AUSTIN (KXAN) — Halloween is just days away and thrift stores in Austin are buzzing with people putting the finishing touches on their costumes. For Goodwill Central Texas, Halloween sales account for 5 percent of total annual revenue, with approximately 800,000 people shopping the stores during the holiday season.

Money spent goes to greater gain: funding job training and career placement programs at Goodwill Career & Technical Academy.
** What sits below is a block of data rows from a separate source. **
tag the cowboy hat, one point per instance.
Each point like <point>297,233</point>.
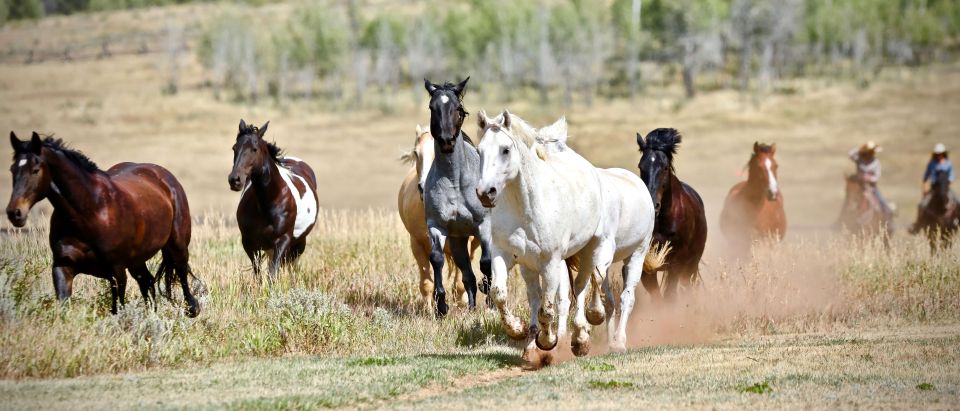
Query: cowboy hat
<point>870,146</point>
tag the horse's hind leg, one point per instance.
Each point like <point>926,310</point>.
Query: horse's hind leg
<point>461,256</point>
<point>145,282</point>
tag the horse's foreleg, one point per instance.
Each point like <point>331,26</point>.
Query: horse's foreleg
<point>437,240</point>
<point>461,256</point>
<point>547,317</point>
<point>500,266</point>
<point>280,249</point>
<point>63,281</point>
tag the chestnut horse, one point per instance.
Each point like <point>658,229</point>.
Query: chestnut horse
<point>754,208</point>
<point>941,216</point>
<point>278,205</point>
<point>103,223</point>
<point>410,207</point>
<point>680,216</point>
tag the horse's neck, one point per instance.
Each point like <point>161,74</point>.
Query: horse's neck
<point>266,183</point>
<point>74,190</point>
<point>452,164</point>
<point>525,195</point>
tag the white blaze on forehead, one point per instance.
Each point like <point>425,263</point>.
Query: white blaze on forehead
<point>773,180</point>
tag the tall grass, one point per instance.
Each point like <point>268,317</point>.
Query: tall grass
<point>354,292</point>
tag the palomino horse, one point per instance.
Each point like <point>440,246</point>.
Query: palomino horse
<point>410,207</point>
<point>941,217</point>
<point>278,206</point>
<point>450,202</point>
<point>103,223</point>
<point>681,219</point>
<point>862,212</point>
<point>754,208</point>
<point>545,209</point>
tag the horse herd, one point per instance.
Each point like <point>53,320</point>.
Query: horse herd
<point>521,195</point>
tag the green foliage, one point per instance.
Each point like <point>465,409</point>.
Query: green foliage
<point>758,388</point>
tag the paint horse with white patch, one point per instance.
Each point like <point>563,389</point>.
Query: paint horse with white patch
<point>278,203</point>
<point>754,208</point>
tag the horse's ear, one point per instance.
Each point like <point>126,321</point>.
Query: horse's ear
<point>429,86</point>
<point>263,129</point>
<point>482,120</point>
<point>462,87</point>
<point>35,144</point>
<point>14,141</point>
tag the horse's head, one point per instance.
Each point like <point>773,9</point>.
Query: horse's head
<point>31,178</point>
<point>249,152</point>
<point>446,112</point>
<point>656,160</point>
<point>941,183</point>
<point>499,156</point>
<point>423,153</point>
<point>763,167</point>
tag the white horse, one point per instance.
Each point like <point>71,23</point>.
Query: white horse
<point>628,224</point>
<point>545,203</point>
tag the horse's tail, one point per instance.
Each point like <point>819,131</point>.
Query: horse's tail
<point>656,257</point>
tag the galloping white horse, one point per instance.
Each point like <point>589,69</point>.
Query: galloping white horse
<point>545,204</point>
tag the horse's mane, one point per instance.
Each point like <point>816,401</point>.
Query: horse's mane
<point>75,156</point>
<point>666,141</point>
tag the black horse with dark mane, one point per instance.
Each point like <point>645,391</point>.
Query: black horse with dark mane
<point>680,216</point>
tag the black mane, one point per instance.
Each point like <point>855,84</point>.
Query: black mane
<point>275,152</point>
<point>664,140</point>
<point>73,155</point>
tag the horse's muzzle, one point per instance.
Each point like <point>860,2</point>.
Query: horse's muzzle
<point>17,216</point>
<point>488,197</point>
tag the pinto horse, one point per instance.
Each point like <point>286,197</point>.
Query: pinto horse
<point>278,203</point>
<point>413,216</point>
<point>103,223</point>
<point>941,217</point>
<point>754,208</point>
<point>861,212</point>
<point>680,216</point>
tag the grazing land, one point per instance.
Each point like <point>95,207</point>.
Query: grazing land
<point>821,320</point>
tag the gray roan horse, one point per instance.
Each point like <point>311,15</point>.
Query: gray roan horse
<point>452,208</point>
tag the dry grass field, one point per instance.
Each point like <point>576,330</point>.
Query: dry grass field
<point>822,320</point>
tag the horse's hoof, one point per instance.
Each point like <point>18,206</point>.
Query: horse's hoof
<point>595,317</point>
<point>548,345</point>
<point>580,349</point>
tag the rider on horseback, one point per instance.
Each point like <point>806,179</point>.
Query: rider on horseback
<point>939,161</point>
<point>868,171</point>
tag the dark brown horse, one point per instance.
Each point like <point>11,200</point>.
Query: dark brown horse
<point>278,206</point>
<point>862,212</point>
<point>103,223</point>
<point>680,217</point>
<point>941,216</point>
<point>754,208</point>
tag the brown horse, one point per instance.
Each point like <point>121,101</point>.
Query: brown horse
<point>941,216</point>
<point>410,207</point>
<point>103,223</point>
<point>754,208</point>
<point>680,216</point>
<point>862,212</point>
<point>278,206</point>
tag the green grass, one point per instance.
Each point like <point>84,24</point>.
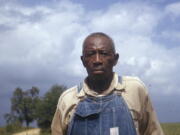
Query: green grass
<point>168,128</point>
<point>171,128</point>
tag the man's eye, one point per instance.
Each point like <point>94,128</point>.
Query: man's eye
<point>104,53</point>
<point>89,54</point>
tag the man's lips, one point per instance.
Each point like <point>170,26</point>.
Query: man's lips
<point>98,71</point>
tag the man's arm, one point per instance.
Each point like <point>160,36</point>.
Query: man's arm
<point>56,126</point>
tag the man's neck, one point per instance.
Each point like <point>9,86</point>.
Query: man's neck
<point>99,84</point>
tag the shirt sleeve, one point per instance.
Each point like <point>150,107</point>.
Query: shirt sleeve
<point>150,124</point>
<point>56,125</point>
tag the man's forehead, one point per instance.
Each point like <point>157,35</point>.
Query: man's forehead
<point>97,42</point>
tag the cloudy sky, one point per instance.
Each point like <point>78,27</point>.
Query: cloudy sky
<point>40,45</point>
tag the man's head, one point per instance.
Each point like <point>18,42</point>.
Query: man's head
<point>99,56</point>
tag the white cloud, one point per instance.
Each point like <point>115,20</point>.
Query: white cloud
<point>173,8</point>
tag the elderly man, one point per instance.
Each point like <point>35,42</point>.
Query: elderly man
<point>105,103</point>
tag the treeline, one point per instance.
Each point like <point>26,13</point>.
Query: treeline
<point>28,106</point>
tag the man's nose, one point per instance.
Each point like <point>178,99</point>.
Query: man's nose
<point>97,59</point>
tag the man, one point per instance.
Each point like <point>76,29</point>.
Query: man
<point>105,103</point>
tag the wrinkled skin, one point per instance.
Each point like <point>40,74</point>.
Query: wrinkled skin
<point>99,58</point>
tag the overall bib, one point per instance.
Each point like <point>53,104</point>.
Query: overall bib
<point>106,115</point>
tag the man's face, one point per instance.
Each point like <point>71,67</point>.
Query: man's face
<point>98,56</point>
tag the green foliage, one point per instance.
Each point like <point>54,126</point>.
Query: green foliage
<point>23,106</point>
<point>171,128</point>
<point>9,129</point>
<point>47,105</point>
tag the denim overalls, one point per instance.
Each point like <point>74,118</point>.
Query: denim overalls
<point>106,115</point>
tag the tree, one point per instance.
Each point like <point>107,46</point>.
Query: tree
<point>47,106</point>
<point>23,104</point>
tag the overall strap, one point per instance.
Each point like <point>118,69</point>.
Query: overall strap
<point>79,87</point>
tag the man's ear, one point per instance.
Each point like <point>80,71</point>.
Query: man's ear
<point>82,59</point>
<point>116,57</point>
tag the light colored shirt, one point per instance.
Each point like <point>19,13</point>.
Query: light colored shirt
<point>132,90</point>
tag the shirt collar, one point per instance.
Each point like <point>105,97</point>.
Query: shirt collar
<point>116,84</point>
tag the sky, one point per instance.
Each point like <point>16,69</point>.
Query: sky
<point>41,44</point>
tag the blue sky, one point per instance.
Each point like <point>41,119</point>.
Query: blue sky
<point>41,45</point>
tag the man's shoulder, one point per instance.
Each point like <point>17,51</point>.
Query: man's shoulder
<point>134,83</point>
<point>68,96</point>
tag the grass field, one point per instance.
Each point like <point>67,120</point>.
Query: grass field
<point>168,128</point>
<point>171,128</point>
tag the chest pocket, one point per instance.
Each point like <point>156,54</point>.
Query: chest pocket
<point>97,116</point>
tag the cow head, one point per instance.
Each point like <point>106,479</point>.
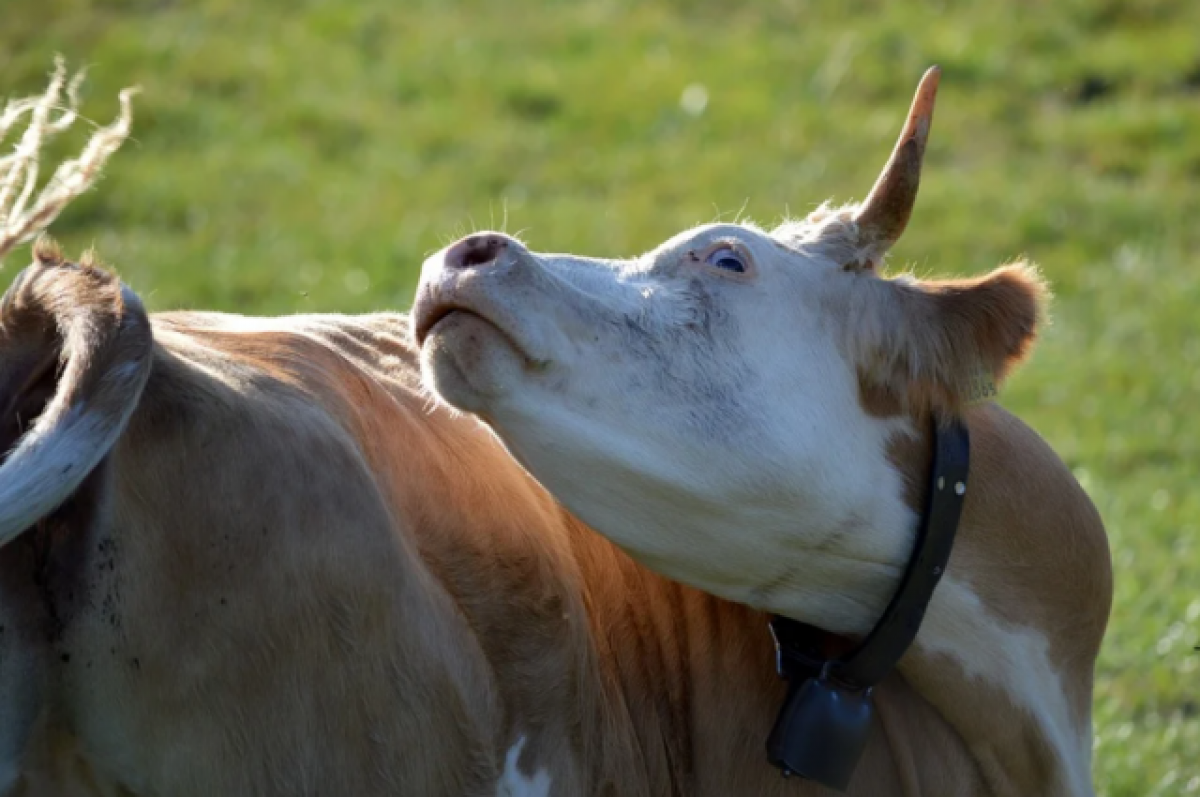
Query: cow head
<point>721,407</point>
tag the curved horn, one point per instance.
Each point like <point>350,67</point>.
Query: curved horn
<point>885,214</point>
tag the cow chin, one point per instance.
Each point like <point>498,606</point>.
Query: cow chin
<point>469,363</point>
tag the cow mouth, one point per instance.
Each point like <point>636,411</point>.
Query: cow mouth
<point>429,319</point>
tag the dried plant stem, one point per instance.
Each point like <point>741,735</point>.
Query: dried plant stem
<point>24,211</point>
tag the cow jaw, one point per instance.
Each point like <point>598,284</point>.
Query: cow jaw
<point>708,423</point>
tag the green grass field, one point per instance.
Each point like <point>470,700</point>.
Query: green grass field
<point>305,156</point>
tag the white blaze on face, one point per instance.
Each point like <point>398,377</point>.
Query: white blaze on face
<point>695,405</point>
<point>514,783</point>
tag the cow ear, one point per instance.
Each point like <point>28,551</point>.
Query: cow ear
<point>939,346</point>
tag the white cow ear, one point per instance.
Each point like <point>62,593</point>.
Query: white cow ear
<point>937,346</point>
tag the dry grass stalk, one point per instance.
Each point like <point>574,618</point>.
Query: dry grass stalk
<point>23,215</point>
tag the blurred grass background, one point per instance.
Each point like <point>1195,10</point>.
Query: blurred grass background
<point>306,155</point>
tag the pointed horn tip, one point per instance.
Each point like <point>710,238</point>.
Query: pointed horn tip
<point>921,115</point>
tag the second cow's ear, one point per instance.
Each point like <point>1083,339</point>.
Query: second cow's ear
<point>936,346</point>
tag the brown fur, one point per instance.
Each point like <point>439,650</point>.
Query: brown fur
<point>937,346</point>
<point>301,577</point>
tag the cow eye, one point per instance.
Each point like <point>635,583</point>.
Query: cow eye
<point>727,259</point>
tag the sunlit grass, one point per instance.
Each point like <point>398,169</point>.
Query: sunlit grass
<point>298,156</point>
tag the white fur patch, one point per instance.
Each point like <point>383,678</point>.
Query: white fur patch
<point>515,784</point>
<point>1017,660</point>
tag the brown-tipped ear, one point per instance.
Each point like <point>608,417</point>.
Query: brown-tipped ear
<point>939,346</point>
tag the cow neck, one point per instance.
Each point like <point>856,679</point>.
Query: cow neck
<point>822,726</point>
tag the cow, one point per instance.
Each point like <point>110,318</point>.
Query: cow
<point>750,413</point>
<point>298,556</point>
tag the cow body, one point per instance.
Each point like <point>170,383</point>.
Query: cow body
<point>294,574</point>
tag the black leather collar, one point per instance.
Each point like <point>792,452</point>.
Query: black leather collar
<point>823,724</point>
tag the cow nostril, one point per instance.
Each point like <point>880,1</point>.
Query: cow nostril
<point>475,250</point>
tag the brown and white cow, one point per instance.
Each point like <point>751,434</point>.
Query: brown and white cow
<point>748,412</point>
<point>245,556</point>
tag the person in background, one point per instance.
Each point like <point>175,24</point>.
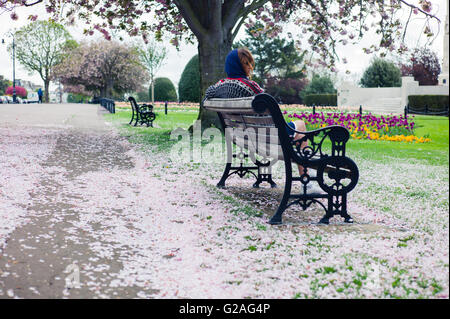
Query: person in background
<point>40,95</point>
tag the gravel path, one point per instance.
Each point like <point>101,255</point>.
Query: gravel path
<point>77,201</point>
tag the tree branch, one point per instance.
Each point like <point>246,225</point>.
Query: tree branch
<point>190,17</point>
<point>420,10</point>
<point>244,12</point>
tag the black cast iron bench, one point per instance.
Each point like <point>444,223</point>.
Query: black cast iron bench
<point>257,127</point>
<point>142,114</point>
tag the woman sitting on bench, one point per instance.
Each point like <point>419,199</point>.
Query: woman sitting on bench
<point>239,66</point>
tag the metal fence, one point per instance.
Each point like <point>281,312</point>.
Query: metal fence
<point>108,104</point>
<point>425,111</point>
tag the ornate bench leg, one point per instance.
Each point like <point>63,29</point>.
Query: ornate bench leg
<point>277,217</point>
<point>337,205</point>
<point>226,174</point>
<point>264,174</point>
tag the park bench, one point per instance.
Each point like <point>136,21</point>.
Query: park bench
<point>142,114</point>
<point>257,129</point>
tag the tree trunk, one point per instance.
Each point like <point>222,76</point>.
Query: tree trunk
<point>46,94</point>
<point>212,52</point>
<point>153,91</point>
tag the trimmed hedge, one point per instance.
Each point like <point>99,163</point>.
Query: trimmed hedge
<point>434,103</point>
<point>189,88</point>
<point>321,99</point>
<point>164,90</point>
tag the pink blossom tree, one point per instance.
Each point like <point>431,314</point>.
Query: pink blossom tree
<point>102,68</point>
<point>325,24</point>
<point>20,91</point>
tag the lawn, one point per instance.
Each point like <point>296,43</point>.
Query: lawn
<point>398,247</point>
<point>435,152</point>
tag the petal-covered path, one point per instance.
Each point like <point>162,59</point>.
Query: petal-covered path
<point>83,214</point>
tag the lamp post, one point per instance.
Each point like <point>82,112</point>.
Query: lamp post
<point>14,69</point>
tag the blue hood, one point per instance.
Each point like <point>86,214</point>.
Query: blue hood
<point>233,66</point>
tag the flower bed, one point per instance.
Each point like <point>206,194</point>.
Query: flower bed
<point>385,128</point>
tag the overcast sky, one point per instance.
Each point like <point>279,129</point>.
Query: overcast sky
<point>176,61</point>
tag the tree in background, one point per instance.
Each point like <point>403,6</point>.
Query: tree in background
<point>143,96</point>
<point>274,57</point>
<point>4,83</point>
<point>424,66</point>
<point>189,88</point>
<point>215,23</point>
<point>20,91</point>
<point>381,73</point>
<point>165,90</point>
<point>152,56</point>
<point>40,47</point>
<point>104,68</point>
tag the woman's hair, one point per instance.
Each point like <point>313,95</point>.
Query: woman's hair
<point>247,61</point>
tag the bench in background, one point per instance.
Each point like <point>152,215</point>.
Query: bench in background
<point>142,114</point>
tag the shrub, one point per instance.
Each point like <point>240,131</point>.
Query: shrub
<point>381,73</point>
<point>189,88</point>
<point>434,103</point>
<point>20,91</point>
<point>143,96</point>
<point>165,90</point>
<point>286,89</point>
<point>77,98</point>
<point>321,99</point>
<point>425,67</point>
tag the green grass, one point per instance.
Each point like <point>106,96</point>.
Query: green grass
<point>432,153</point>
<point>158,136</point>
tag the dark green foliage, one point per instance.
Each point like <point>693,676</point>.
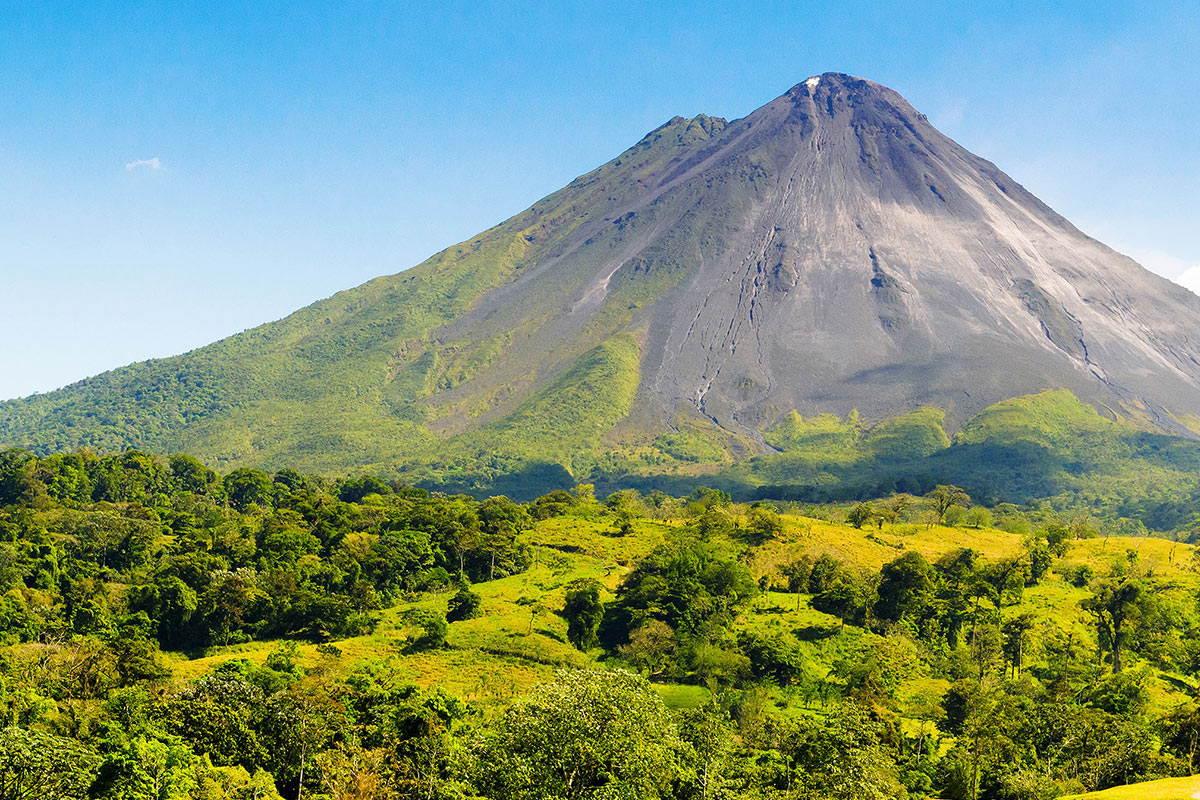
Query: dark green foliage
<point>685,584</point>
<point>463,605</point>
<point>905,587</point>
<point>583,609</point>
Nearly 90 percent of the revenue raised during the Halloween season goes to those courses, officials said.

“We really focus on in-demand career certifications that help people get gainful employment,” said Jennifer Carter, Goodwill Central Texas’ chief mission officer, adding, “It’s really cool to see people just get fired up and learn a new skill. “

Some of these programs include medical assistant training, Python code programming, and working in the electrical trade. Officials said these courses often benefit people who were previously incarcerated or who may not have had access to technical training courses or higher education.

For Goodwill Central Texas staff, they said they love seeing the creativity customers put into their Halloween costumes and how to bring their visions to life.

This season, some popular favorites include zombies, Brides of Frankenstein and characters from popular TV series, North Lamar Goodwill General Manager Lana Ayers told KXAN. As for the children? Well, some classics like Harry Potter never go out of style, she added.

For those shopping on a budget, Ayers recommended looking to Goodwill Central Texas’ general clothing donations for inspiration.

“Using the donated items that we get, the clothing and trying to match and get as close as possible to the idea or the character that they’re trying to play,” she said.

Tiffany Davis, head of retail at the North Lamar Goodwill, dressed as a holiday scarecrow when we interviewed her, said this time of year is the perfect time for people to tap into their creative juices.

“I just come in here and create a character and have an imagination and just… have a good time,” she said, smiling.